No, within the results you have from real estate.
Would you be willing to share one or two of those?
Sure.
100% out of debt and have an investment home for each of my children.
So you have the goal of owning three doors that generate revenue for your kids, four doors.
And then you have the goal of getting out of debt. Do you know specifically how much money you'd need to generate to be out of debt
and own those four doors as of right now? Out of debt, yes. As far as the investments, I have not.
Do you know how many houses that you need to sell this year to be out of debt?
20 more. If you sell 20 more homes, you can take a certain percentage of those doors
and end up being out of debt.
Correct.
Okay. So, you know.
So, do you know how many appointments you need to go on to be able to sell 20 more houses?

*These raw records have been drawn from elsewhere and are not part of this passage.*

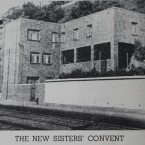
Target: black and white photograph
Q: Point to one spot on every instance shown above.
(76, 66)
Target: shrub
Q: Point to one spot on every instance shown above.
(79, 73)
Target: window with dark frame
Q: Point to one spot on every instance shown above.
(34, 57)
(135, 28)
(76, 34)
(54, 37)
(84, 54)
(46, 58)
(89, 31)
(63, 37)
(102, 51)
(34, 35)
(31, 80)
(68, 56)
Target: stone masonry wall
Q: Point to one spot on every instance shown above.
(123, 28)
(45, 45)
(102, 32)
(23, 92)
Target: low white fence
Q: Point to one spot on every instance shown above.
(122, 92)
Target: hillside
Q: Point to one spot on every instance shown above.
(57, 12)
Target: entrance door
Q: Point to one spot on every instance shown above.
(125, 52)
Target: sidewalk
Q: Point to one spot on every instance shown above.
(131, 117)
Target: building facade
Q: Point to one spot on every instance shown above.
(31, 51)
(103, 40)
(37, 50)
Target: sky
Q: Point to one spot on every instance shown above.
(6, 4)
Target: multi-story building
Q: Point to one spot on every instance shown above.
(37, 50)
(31, 51)
(102, 40)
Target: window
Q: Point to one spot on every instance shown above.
(54, 37)
(47, 58)
(34, 35)
(35, 57)
(68, 56)
(102, 51)
(84, 54)
(62, 37)
(89, 31)
(135, 28)
(125, 52)
(31, 80)
(76, 34)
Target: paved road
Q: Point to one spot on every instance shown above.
(22, 120)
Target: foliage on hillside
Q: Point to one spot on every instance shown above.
(53, 12)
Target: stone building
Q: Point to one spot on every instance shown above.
(31, 51)
(37, 50)
(103, 40)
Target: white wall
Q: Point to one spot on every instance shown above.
(124, 92)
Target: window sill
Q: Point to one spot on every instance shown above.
(34, 63)
(33, 40)
(67, 63)
(47, 64)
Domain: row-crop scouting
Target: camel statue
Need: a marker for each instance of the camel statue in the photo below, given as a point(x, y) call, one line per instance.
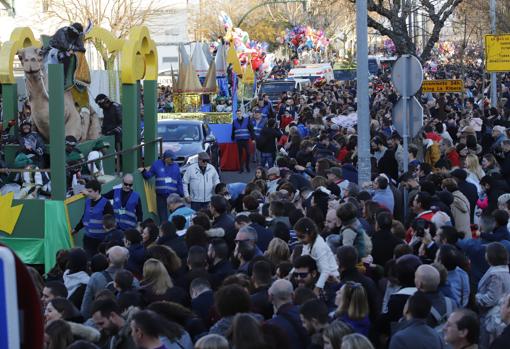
point(83, 124)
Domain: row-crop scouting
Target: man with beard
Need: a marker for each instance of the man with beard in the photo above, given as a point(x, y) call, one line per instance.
point(305, 272)
point(31, 143)
point(331, 224)
point(385, 157)
point(106, 314)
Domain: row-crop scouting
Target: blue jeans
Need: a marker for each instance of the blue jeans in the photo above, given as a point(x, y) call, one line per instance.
point(162, 207)
point(197, 206)
point(266, 158)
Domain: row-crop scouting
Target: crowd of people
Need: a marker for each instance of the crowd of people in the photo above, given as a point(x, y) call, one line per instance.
point(304, 256)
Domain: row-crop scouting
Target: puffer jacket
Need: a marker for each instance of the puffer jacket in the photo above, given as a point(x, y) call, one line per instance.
point(460, 212)
point(353, 234)
point(198, 185)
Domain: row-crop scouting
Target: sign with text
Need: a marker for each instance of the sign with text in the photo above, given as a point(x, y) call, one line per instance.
point(497, 53)
point(439, 86)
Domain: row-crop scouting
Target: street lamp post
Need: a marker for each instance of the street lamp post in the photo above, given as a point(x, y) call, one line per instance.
point(494, 87)
point(364, 170)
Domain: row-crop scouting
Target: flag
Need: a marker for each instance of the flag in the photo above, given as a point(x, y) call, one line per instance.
point(234, 95)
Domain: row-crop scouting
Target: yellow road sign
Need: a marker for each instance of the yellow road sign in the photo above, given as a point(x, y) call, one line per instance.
point(497, 53)
point(439, 86)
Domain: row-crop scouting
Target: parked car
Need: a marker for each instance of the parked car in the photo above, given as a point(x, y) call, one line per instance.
point(187, 138)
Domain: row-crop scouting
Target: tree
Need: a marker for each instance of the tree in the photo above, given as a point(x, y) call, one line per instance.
point(389, 17)
point(117, 16)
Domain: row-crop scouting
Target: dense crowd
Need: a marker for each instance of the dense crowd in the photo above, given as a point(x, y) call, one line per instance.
point(304, 256)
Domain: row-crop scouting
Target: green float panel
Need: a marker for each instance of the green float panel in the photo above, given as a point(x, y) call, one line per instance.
point(129, 127)
point(10, 107)
point(57, 131)
point(150, 120)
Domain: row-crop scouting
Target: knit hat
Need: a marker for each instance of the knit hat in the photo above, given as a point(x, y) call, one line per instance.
point(71, 140)
point(168, 154)
point(499, 128)
point(337, 171)
point(23, 160)
point(101, 144)
point(273, 171)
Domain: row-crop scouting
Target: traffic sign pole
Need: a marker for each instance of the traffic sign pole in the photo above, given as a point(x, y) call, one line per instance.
point(407, 77)
point(405, 135)
point(494, 88)
point(364, 165)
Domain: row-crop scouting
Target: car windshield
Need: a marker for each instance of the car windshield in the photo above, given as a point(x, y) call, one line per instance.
point(277, 88)
point(179, 133)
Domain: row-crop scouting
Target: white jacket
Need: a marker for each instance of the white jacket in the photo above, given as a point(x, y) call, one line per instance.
point(324, 258)
point(198, 185)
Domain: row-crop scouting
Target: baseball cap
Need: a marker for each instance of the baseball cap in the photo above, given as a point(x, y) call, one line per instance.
point(71, 140)
point(203, 156)
point(499, 128)
point(337, 171)
point(168, 154)
point(275, 171)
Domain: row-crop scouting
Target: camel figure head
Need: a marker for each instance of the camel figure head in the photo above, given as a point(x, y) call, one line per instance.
point(32, 59)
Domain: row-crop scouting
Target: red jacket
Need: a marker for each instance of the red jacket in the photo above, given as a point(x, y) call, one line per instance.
point(454, 158)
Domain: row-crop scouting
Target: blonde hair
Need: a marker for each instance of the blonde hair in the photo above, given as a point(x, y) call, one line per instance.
point(336, 331)
point(212, 341)
point(277, 251)
point(156, 276)
point(354, 302)
point(356, 341)
point(473, 165)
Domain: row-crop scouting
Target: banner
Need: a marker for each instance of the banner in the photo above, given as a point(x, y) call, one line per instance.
point(497, 53)
point(441, 86)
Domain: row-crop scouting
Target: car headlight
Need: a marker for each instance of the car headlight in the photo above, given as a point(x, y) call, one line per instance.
point(192, 159)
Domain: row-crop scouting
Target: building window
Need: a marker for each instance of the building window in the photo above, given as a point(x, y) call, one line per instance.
point(46, 5)
point(170, 59)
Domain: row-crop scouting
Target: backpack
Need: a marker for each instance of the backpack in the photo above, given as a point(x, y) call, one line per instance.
point(441, 320)
point(109, 281)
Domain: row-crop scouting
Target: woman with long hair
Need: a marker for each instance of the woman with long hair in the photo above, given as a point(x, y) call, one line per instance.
point(60, 309)
point(246, 333)
point(474, 171)
point(352, 304)
point(57, 335)
point(168, 257)
point(490, 165)
point(356, 341)
point(333, 334)
point(260, 173)
point(150, 234)
point(278, 251)
point(76, 276)
point(157, 285)
point(212, 341)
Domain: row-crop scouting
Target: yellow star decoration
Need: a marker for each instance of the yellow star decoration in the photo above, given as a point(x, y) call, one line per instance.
point(8, 215)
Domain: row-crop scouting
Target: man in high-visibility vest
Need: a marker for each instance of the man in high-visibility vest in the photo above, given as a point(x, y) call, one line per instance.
point(96, 206)
point(127, 205)
point(168, 181)
point(242, 132)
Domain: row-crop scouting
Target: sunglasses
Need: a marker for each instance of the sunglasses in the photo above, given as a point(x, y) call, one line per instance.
point(300, 275)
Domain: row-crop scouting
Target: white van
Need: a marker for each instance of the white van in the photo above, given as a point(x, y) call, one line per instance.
point(312, 72)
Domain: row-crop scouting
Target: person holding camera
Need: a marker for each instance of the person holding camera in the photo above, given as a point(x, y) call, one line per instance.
point(112, 118)
point(266, 143)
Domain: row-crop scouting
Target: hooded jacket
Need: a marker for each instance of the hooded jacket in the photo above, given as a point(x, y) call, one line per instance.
point(200, 185)
point(461, 212)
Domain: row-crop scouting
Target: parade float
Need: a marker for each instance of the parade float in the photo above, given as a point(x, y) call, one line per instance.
point(37, 228)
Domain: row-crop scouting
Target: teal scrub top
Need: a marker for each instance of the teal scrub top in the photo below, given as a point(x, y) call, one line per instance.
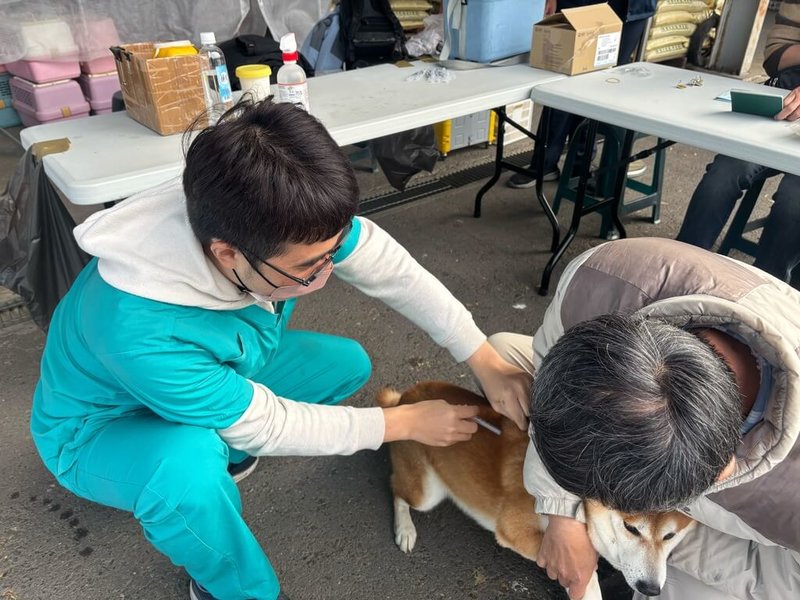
point(111, 353)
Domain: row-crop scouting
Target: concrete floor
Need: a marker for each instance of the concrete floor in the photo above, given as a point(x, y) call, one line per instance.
point(325, 522)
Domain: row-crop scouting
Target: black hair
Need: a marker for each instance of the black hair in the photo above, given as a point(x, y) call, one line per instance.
point(265, 175)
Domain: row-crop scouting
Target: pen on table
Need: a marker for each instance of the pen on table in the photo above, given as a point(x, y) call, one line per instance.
point(486, 425)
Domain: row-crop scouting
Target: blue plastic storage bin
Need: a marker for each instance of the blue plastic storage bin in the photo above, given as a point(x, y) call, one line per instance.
point(489, 30)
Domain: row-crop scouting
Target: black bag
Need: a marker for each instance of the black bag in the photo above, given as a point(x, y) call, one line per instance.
point(256, 50)
point(39, 257)
point(787, 79)
point(403, 155)
point(371, 33)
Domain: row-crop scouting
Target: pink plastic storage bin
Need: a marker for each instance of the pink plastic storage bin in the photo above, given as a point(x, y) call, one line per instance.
point(94, 39)
point(45, 71)
point(43, 103)
point(99, 90)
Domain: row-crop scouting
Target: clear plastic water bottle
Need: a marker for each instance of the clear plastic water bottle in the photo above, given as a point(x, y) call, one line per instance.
point(219, 96)
point(292, 83)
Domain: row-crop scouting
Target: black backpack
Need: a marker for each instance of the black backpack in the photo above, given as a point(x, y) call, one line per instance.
point(371, 33)
point(255, 49)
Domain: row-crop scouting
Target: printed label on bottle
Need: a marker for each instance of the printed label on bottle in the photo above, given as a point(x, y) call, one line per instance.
point(295, 93)
point(225, 93)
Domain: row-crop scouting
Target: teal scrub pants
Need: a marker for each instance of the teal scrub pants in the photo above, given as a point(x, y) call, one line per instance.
point(174, 477)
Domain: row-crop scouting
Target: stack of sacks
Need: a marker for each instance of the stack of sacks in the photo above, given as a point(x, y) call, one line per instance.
point(411, 13)
point(673, 24)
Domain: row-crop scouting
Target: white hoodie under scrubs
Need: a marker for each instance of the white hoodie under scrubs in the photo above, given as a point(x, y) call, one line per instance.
point(152, 344)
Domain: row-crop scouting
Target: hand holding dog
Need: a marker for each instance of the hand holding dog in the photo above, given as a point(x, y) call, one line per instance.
point(567, 555)
point(507, 388)
point(432, 422)
point(791, 107)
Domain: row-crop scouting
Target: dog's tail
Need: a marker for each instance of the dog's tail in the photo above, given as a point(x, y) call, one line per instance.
point(388, 397)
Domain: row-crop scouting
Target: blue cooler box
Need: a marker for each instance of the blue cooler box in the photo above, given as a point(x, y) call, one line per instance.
point(489, 30)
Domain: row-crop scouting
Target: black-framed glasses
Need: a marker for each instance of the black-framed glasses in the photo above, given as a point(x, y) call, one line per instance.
point(325, 261)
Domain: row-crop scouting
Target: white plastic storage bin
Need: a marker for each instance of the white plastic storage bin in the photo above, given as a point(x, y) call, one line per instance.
point(489, 30)
point(99, 90)
point(42, 103)
point(51, 53)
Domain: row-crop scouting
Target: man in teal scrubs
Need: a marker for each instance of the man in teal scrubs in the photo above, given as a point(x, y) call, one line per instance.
point(169, 367)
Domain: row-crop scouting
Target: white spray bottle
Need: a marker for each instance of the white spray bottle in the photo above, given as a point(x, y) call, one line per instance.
point(292, 83)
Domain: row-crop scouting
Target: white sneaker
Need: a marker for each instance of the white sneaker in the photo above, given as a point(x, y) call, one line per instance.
point(636, 168)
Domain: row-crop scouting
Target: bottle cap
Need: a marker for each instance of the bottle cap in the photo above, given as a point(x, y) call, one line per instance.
point(253, 71)
point(289, 47)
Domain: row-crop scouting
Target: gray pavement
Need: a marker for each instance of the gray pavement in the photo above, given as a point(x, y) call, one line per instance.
point(325, 522)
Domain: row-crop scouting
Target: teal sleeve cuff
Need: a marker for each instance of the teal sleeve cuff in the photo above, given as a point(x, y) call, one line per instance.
point(350, 243)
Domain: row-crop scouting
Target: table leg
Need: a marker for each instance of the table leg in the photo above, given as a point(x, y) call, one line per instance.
point(539, 153)
point(577, 212)
point(621, 181)
point(498, 161)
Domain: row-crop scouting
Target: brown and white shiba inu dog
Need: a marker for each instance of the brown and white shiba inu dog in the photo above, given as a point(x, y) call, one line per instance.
point(484, 478)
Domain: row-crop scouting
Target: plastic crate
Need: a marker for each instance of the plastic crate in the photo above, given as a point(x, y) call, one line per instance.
point(45, 71)
point(9, 117)
point(42, 103)
point(522, 114)
point(490, 30)
point(5, 89)
point(99, 90)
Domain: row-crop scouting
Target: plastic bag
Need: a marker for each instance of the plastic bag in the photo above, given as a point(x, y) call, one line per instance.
point(39, 257)
point(403, 155)
point(430, 39)
point(432, 75)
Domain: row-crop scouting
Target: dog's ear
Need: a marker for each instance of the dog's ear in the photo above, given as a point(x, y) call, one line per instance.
point(387, 397)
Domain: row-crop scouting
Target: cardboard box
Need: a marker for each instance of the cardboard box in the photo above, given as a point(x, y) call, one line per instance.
point(165, 94)
point(577, 40)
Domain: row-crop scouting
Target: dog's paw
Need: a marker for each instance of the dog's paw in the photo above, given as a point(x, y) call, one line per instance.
point(405, 536)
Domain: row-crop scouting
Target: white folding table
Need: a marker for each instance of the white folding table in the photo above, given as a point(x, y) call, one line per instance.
point(645, 97)
point(112, 156)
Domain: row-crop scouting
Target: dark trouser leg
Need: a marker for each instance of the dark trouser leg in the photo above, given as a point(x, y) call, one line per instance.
point(779, 246)
point(715, 197)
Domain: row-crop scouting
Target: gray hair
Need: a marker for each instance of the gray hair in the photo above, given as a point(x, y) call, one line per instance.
point(637, 414)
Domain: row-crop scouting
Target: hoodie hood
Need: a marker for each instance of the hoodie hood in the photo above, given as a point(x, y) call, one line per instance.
point(146, 247)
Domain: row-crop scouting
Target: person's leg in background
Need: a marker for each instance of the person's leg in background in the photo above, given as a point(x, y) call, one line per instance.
point(779, 246)
point(174, 477)
point(715, 197)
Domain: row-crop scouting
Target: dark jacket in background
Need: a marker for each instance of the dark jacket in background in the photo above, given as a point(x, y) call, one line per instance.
point(627, 10)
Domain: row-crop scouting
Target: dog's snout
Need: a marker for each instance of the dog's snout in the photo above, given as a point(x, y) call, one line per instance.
point(648, 588)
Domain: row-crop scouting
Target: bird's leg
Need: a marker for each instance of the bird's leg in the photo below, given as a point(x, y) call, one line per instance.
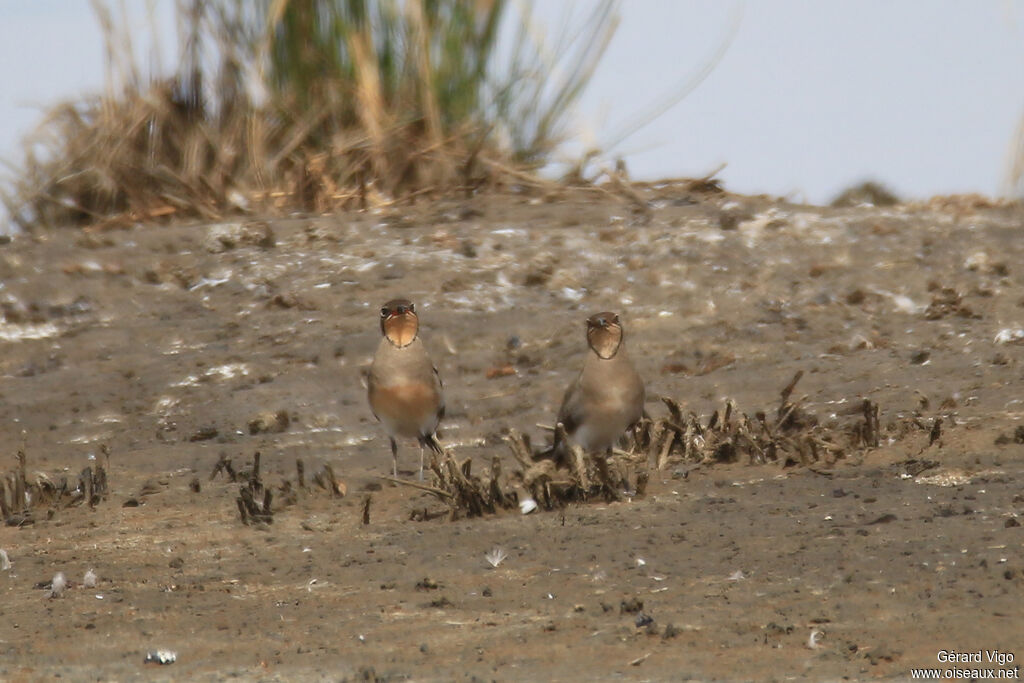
point(394, 458)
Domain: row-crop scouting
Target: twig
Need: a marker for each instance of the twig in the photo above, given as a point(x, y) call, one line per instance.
point(422, 486)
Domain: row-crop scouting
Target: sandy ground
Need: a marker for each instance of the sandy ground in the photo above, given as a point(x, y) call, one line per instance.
point(170, 346)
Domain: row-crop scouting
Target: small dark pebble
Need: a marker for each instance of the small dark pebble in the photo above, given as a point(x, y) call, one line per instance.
point(631, 606)
point(427, 585)
point(884, 519)
point(204, 433)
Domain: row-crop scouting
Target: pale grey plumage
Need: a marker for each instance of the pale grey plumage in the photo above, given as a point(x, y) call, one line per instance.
point(607, 396)
point(403, 387)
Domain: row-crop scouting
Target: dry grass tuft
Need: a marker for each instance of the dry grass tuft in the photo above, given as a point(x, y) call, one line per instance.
point(22, 498)
point(309, 105)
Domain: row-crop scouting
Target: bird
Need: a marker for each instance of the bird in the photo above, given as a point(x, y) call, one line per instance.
point(404, 390)
point(607, 396)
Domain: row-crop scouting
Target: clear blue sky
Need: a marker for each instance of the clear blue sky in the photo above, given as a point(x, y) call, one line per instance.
point(810, 96)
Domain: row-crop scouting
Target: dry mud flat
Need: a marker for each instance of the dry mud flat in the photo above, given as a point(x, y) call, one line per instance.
point(154, 352)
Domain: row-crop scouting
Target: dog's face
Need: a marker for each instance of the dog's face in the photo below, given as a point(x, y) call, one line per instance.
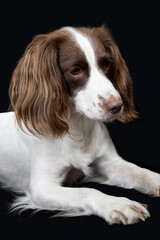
point(86, 62)
point(78, 66)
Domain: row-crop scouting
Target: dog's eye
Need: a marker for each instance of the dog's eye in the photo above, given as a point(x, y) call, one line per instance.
point(107, 64)
point(75, 71)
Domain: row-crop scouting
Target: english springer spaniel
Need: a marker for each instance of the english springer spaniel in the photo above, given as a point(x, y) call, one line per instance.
point(66, 84)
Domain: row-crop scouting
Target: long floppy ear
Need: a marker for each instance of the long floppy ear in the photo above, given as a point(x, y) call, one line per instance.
point(120, 77)
point(37, 90)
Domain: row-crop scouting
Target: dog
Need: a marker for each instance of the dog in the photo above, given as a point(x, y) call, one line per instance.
point(65, 86)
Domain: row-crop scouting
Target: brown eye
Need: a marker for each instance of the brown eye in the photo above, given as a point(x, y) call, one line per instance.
point(75, 71)
point(107, 64)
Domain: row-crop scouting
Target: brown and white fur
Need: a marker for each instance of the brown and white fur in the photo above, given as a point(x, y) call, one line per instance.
point(67, 83)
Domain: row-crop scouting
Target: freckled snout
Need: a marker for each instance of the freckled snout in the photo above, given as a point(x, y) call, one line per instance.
point(113, 104)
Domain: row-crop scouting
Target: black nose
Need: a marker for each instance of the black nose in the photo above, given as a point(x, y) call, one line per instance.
point(114, 105)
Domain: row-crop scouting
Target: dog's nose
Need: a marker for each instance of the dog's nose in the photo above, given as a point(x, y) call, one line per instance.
point(114, 105)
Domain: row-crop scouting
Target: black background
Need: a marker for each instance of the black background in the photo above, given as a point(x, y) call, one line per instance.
point(135, 26)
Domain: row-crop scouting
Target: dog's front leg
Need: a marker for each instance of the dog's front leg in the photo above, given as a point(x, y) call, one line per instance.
point(47, 193)
point(87, 201)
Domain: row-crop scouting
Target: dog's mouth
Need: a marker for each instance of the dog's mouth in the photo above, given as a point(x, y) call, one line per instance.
point(111, 117)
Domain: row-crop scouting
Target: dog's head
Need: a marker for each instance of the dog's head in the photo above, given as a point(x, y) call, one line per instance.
point(81, 67)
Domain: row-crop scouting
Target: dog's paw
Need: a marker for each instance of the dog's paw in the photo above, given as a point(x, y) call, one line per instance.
point(151, 184)
point(126, 211)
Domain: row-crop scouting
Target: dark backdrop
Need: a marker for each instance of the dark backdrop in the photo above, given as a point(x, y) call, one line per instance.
point(135, 26)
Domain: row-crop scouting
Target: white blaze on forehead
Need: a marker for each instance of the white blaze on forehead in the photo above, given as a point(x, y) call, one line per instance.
point(85, 45)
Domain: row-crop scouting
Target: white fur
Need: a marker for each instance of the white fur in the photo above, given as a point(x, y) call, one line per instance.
point(37, 166)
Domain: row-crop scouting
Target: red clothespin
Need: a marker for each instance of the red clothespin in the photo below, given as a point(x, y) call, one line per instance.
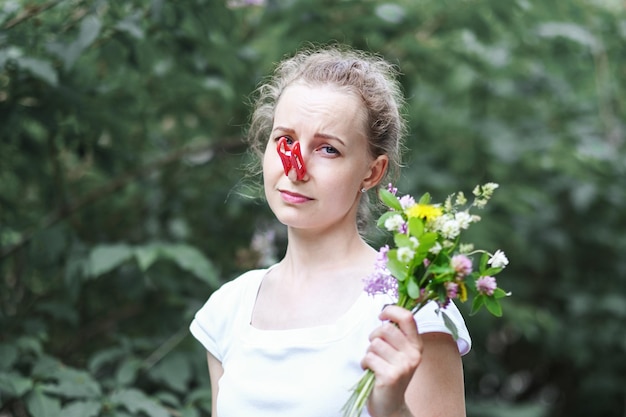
point(291, 157)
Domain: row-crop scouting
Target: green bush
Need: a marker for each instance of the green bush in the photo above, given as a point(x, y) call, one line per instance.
point(123, 201)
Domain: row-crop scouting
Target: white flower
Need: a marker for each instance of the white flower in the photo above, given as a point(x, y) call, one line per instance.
point(451, 229)
point(460, 199)
point(466, 248)
point(394, 223)
point(464, 219)
point(435, 249)
point(498, 260)
point(405, 254)
point(406, 201)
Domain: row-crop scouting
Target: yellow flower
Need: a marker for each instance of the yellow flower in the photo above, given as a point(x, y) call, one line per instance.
point(462, 292)
point(424, 211)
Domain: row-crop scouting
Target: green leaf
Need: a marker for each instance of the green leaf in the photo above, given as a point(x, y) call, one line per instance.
point(39, 404)
point(389, 199)
point(127, 372)
point(493, 306)
point(491, 271)
point(391, 13)
point(427, 241)
point(401, 240)
point(413, 289)
point(72, 383)
point(82, 409)
point(13, 384)
point(398, 269)
point(416, 227)
point(105, 258)
point(383, 218)
point(40, 69)
point(136, 401)
point(478, 302)
point(146, 256)
point(104, 357)
point(424, 199)
point(449, 324)
point(8, 355)
point(174, 371)
point(483, 262)
point(191, 259)
point(89, 30)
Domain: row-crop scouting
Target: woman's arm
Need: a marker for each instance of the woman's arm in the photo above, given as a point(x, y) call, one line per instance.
point(416, 375)
point(437, 388)
point(215, 373)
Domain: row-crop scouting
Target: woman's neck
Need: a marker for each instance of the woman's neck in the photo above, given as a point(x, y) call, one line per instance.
point(314, 254)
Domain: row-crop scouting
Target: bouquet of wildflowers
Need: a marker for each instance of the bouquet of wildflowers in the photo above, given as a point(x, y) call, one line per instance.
point(430, 262)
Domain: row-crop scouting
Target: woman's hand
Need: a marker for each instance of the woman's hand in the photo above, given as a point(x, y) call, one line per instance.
point(394, 354)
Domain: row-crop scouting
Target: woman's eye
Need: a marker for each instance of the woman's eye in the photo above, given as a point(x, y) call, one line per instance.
point(288, 140)
point(330, 150)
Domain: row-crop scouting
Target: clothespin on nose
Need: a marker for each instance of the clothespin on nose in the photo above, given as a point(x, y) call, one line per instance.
point(291, 158)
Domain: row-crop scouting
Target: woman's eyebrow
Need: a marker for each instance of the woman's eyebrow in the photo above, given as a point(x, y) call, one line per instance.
point(317, 135)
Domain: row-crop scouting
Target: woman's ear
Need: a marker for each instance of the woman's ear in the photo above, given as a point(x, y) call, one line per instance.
point(378, 168)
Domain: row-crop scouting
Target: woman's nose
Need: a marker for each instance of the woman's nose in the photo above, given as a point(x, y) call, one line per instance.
point(291, 157)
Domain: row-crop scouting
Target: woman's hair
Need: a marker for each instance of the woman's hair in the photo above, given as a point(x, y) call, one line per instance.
point(368, 76)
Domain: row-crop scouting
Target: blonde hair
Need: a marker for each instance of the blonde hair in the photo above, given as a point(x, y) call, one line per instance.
point(369, 76)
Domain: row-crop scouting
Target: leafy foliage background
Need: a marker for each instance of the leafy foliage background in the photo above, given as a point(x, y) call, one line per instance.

I should know that number. I don't have my head now.
And then however you're creating appointments, do you need like calls you'd need to make or open houses you'd need to sit in or leads you'd need to generate to be able to go on those appointments.
And now I'm into some rhetoricals and I appreciate you volunteering.
So everybody that's on this call is different.
We come from different backgrounds, different families, different goals, different everything.
And we found that there's no one answer to any of these types of questions.
The hardest thing you have to do is first define what your why is.
What are you even doing here? Why are you working as a realtor? Why are you working as an admin
person? What are you doing? And so defining your why will then allow you to determine what do you
need to do to accomplish your why. So Cindy knows she wants three investment properties. She knows
she's going to need to have the down payments for those and have the credit necessary to be able to
get those. And she also knows the amount of debt that she has.
She knows how many houses she'd need to sell because she knows the average amount of commission she generates.
And then she knows what percentage of that commission she's going to take and put towards the debt that she has.
All of us have things we want.
What most of us never do is determine the revenue that we have to generate to have the thing that we want.
And then specifically, if you know the revenue, so let's say the number is $100,000 a year to live and lead the life of our dream, you would need to know how you're going to make
the $100,000. So in our market for a long time, our average sales price floated around $200,000,
which is pretty low in Omaha, Nebraska. So for an agent to make six figures, they needed to sell
around 36 houses a year. Well, we knew with our outbound prospecting that an agent needed to make around 150, 157 calls
to execute one sale. But how it broke down when you reverse engineer the number was typically
you'd make five prospecting calls. And this is calls to your sphere, calls to leads that are
generated, cold calling, but you'd need to make five cold calls to get one person to answer that's
a decision maker and 10 decision makers to answer a phone to set one appointment. And you'd need to go on three appointments to get one sale.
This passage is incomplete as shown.